Tuesday, October 05, 2010

 

Resurrection, resurrection, the Body of Christ and the Body of Christ.

From my seminary discussion board for Intro to the New Testament ...

On the different concepts of resurrection from Paul in 1 Corinthians (the community is the Body of Christ, that is, the community IS Christ, resurrected, metaphorically, and the resurrection of individuals is in the future in spiritual bodies, like Christ's) and pseudo-Paul in Colossians and Ephesians and 1 Timothy (where Christ, in heaven, is the head of the Body of Christ remaining on earth, but the resurrection of individuals is seen variously as already having occurred, thus members of the community already have resurrected, spiritual bodies).

Why the differences between Paul and pseudo-Paul, a generation, perhaps, or less, later? Paul wrote in the 50s. ...

Me: Colossians and 1 Timothy were written after the fall of Jerusalem (circa 70 A.D.), which had to have affected not only their sense of timing for the end, but their theology.

If resurrection is future, and God saving them from Rome was future, then both gave them hope. With Jerusalem having been sacked, and Rome, presumably, cracking down in general, and the end having been delayed and Jesus having not returned, it makes sense to me that in their making Paul's practical plans into something more abstract, seeing themselves as having already been resurrected with Jesus would be a source of hope for strength, or perserverence or something, for the long haul.

(Later) Strike my reference to 1 Timothy, which does not see the resurrection as having occurred. My bad.

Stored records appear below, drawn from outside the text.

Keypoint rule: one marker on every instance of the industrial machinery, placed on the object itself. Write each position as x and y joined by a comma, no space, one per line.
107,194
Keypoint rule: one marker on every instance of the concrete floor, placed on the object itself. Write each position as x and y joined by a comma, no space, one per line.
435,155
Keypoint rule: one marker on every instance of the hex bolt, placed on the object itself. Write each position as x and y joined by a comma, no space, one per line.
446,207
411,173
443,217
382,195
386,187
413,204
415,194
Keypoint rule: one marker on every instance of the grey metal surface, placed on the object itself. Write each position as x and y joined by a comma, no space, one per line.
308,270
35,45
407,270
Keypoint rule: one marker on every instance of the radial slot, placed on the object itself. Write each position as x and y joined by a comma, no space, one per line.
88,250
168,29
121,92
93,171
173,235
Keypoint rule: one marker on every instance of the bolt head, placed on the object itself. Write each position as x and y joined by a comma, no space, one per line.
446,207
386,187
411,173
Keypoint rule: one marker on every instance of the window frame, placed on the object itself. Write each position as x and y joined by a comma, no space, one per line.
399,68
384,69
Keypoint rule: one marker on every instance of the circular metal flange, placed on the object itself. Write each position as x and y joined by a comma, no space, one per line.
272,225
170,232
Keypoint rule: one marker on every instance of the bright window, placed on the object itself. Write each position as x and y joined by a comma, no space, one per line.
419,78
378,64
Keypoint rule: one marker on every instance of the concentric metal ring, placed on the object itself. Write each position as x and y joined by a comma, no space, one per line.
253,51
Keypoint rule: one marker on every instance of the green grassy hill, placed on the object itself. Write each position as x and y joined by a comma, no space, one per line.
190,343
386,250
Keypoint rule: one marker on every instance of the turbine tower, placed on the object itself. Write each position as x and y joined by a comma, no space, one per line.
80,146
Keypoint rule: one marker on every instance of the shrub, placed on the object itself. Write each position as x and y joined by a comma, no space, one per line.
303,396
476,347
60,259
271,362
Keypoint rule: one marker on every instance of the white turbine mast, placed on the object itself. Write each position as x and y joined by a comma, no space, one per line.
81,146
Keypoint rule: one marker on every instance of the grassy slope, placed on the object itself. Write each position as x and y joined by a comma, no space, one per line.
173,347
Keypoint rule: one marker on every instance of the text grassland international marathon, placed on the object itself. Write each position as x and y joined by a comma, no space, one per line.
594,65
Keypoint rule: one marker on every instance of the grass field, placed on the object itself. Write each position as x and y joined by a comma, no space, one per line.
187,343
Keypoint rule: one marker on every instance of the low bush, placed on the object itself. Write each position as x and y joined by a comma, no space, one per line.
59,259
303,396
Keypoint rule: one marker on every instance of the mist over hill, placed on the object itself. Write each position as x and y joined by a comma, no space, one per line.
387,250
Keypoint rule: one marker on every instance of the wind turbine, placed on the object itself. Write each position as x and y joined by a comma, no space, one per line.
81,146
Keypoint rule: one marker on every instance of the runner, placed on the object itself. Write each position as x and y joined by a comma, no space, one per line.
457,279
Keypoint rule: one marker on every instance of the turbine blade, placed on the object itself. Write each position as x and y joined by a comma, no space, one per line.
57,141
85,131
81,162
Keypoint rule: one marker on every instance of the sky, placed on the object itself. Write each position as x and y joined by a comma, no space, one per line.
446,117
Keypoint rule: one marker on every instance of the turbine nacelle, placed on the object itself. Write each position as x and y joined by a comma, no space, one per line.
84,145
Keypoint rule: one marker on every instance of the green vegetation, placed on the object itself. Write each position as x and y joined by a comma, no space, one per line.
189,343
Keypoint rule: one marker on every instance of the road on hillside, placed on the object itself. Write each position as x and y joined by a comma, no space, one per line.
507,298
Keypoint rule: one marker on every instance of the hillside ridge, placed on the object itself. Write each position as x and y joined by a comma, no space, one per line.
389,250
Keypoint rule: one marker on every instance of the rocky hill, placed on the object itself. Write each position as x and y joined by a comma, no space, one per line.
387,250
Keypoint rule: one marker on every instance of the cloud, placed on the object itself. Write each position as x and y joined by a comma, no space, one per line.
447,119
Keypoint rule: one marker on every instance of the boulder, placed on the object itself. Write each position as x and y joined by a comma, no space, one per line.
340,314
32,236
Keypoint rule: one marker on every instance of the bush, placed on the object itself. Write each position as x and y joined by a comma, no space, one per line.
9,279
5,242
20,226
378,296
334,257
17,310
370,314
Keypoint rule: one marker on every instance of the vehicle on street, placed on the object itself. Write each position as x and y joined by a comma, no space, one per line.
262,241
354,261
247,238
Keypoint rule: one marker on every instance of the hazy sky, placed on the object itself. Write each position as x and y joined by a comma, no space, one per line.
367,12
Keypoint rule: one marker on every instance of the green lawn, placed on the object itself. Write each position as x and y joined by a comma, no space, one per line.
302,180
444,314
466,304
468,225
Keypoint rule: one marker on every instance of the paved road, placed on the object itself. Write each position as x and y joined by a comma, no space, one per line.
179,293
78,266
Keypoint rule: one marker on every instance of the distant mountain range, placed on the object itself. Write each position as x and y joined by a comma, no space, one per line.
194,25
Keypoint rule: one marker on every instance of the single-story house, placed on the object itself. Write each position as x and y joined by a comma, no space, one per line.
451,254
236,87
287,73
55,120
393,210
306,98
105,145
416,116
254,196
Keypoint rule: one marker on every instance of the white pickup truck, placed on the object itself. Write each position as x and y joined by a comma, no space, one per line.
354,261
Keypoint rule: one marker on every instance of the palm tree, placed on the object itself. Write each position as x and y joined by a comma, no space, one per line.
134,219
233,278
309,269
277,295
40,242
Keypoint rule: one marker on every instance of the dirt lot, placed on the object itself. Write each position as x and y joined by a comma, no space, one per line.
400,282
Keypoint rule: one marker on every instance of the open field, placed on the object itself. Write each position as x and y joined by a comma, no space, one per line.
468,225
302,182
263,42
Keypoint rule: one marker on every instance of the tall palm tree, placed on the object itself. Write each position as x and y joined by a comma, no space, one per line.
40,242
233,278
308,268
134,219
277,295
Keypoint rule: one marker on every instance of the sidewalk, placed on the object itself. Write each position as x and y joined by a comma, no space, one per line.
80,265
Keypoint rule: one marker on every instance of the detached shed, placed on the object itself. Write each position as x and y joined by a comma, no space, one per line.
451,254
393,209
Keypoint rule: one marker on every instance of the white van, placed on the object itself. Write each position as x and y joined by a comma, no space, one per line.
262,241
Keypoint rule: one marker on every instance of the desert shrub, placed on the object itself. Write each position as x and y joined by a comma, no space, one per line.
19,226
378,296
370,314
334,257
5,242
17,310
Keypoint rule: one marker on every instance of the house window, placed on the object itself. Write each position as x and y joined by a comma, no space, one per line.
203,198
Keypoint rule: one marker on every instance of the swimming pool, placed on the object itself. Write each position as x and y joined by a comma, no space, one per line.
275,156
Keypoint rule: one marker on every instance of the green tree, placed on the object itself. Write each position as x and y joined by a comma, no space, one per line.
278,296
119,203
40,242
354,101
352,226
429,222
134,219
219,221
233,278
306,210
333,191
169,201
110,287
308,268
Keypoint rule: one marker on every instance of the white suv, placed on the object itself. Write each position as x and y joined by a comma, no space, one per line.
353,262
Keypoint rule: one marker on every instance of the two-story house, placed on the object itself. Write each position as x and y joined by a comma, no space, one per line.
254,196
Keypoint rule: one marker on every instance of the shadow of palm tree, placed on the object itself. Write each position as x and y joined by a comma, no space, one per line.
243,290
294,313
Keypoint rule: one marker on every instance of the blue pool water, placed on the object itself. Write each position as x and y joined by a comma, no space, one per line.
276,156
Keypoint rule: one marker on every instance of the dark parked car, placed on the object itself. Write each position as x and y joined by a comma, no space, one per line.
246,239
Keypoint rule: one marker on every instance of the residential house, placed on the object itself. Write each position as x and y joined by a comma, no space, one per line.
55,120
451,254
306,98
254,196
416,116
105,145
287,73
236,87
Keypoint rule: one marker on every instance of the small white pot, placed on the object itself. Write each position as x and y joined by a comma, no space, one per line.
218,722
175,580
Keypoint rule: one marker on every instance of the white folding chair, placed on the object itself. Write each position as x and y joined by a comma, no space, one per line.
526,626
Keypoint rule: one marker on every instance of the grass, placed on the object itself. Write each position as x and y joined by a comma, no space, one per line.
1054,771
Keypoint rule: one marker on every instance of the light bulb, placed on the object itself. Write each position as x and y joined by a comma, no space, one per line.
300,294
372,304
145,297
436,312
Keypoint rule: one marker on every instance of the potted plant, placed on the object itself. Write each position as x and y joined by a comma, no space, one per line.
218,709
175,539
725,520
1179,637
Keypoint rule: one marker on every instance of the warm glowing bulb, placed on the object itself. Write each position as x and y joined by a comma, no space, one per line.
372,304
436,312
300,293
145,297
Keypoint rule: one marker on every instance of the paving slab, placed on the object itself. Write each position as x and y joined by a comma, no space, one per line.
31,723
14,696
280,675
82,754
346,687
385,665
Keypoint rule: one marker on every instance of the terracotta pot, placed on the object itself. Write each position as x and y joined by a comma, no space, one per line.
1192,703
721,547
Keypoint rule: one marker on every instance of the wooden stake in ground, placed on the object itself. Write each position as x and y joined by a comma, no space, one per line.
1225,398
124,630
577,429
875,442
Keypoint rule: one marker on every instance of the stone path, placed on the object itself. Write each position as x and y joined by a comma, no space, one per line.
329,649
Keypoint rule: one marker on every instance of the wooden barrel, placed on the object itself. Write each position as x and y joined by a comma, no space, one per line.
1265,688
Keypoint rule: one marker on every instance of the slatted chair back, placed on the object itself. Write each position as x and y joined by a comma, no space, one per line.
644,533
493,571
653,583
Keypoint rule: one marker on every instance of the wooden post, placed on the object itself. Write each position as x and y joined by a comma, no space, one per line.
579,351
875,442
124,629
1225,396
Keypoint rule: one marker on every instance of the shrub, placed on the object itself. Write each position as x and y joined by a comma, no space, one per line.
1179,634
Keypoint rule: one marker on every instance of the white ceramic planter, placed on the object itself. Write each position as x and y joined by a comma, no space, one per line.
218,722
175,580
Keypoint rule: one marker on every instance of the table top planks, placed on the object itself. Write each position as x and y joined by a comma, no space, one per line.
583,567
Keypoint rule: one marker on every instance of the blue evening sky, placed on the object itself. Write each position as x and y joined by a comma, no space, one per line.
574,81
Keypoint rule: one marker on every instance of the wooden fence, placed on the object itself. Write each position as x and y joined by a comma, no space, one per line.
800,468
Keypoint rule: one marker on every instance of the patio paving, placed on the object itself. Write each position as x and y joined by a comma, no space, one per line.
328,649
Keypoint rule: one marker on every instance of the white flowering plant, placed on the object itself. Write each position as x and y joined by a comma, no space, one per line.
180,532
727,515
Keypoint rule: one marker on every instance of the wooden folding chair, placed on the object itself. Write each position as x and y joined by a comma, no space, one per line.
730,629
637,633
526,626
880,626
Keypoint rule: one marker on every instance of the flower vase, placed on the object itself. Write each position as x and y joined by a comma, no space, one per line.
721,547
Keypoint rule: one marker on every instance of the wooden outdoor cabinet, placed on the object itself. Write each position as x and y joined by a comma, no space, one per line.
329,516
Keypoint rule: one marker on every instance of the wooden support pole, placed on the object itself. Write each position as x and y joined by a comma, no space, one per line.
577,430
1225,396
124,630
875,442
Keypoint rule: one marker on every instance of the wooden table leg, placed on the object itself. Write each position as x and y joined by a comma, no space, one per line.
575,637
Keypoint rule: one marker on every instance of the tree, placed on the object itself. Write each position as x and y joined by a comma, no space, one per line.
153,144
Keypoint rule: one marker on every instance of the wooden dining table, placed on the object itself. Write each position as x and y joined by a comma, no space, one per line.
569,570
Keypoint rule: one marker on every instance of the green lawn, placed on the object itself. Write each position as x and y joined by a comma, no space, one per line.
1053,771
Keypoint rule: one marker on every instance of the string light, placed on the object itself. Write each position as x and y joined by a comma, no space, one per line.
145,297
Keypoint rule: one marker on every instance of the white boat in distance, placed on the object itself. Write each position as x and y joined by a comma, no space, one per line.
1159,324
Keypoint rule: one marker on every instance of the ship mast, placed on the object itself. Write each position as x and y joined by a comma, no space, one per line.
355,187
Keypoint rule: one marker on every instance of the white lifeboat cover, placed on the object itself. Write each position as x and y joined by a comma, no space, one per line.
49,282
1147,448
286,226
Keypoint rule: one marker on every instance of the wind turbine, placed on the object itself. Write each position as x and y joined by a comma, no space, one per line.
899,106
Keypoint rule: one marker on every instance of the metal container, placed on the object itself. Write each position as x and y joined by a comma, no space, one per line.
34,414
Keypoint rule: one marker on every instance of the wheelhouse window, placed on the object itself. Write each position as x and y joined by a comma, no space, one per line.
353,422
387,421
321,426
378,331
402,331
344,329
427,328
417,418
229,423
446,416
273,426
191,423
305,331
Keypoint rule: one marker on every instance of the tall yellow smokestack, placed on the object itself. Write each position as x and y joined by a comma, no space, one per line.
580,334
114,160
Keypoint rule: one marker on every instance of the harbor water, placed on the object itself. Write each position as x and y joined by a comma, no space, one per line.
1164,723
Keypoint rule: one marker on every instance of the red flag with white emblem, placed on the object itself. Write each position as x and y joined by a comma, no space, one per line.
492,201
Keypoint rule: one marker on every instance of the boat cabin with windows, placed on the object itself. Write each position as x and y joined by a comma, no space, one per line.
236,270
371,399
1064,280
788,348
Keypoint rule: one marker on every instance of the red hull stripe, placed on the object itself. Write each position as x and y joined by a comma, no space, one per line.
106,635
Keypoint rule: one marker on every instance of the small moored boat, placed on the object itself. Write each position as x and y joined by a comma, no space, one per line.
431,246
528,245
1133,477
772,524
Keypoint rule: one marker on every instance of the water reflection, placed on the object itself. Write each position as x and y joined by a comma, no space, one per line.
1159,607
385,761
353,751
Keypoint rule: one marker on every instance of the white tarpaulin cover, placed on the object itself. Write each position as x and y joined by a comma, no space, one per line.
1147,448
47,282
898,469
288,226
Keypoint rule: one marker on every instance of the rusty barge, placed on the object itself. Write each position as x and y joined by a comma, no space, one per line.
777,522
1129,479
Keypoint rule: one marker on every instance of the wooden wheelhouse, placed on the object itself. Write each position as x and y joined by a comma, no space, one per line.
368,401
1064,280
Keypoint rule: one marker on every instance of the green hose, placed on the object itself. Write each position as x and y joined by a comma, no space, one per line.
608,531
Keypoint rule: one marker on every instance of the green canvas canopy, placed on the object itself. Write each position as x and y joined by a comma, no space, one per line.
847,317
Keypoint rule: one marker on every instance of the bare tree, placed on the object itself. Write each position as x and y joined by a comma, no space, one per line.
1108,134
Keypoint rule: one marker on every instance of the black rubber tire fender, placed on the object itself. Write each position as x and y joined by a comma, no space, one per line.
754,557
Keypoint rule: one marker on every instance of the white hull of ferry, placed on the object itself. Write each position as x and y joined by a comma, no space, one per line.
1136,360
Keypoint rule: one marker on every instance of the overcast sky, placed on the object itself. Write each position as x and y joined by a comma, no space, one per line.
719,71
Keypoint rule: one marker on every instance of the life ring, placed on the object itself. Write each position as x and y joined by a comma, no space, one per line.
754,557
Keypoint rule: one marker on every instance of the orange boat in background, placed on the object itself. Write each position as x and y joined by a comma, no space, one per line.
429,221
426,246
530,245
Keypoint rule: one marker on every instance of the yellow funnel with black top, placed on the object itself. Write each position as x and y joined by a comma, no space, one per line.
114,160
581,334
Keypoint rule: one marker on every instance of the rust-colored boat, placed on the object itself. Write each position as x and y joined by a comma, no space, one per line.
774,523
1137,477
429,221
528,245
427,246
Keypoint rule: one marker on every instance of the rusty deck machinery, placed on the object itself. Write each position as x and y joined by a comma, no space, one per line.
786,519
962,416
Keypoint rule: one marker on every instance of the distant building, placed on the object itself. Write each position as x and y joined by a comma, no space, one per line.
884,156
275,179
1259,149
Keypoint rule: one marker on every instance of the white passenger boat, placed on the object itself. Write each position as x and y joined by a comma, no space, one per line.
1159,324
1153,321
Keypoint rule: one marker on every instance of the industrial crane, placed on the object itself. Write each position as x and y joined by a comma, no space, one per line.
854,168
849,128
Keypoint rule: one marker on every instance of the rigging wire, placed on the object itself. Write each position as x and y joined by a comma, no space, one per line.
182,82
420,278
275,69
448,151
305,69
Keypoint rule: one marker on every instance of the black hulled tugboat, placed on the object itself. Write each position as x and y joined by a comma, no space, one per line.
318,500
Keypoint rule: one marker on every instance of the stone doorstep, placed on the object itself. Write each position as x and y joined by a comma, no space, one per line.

Perfesser: You are right in seeing Colossians and 1 Timothy as different. And you're also right to focus on the post destruction of Jerusalem situation. The delay of the parousia clearly impacts the belief in both cases. The question is how and why?

Me: The parousia has not just been delayed, but has been delayed through and past the fall of Jerusalem. So the apocalyptic Christians find themselves living in a post-apocalyptic world -- one that would be dark and grim and would require some fundamental rewiring of assumptions. Being the Body of Christ is one thing when living in hope. But once hope was dashed, they had to have been fairly determined to shore up their theology; envisioning Jesus in heaven as head of the body extends them into the cosmos, and into a reimagined future, in a way that mere metaphor couldn't after the end of their world as they knew it. Or something like that.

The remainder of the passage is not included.